In breaks between workshop sessions, I tried to address the problem of the length of time queries are taking by using temporary tables constructed directly in the query instead of joining to views. The approach I took (joining to a temporary table created in the join clause) had no effect -- the query took exactly the same time. But there may be a way to create a temporary table once earlier in the query, and then join to it later. Still working on this.

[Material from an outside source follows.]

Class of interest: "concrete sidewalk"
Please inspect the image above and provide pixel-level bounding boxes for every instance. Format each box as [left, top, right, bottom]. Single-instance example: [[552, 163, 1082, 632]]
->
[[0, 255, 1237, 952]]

Reworked VW_owners_full so that it includes more records and data (a regular join changed to a left join):
DROP VIEW IF EXISTS owners_full; CREATE VIEW VW_owners_full AS ( SELECT owners.*, owners_to_ethnicities.ote_ethnicity_id_fk, ethnicities.eth_name, owners_to_titles.ott_title_id_fk AS title_id, titles.ttl_title_id, titles.ttl_title_code, titles.ttl_date FROM owners_to_titles LEFT JOIN owners ON owners.own_owner_id = owners_to_titles.ott_owner_id_fk LEFT JOIN titles ON owners_to_titles.ott_title_id_fk = titles.ttl_title_id LEFT JOIN owners_to_ethnicities ON owners.own_owner_id = owners_to_ethnicities.ote_owner_id_fk LEFT JOIN ethnicities ON owners_to_ethnicities.ote_ethnicity_id_fk = ethnicities.eth_ethnicity_id order by owners.own_surname )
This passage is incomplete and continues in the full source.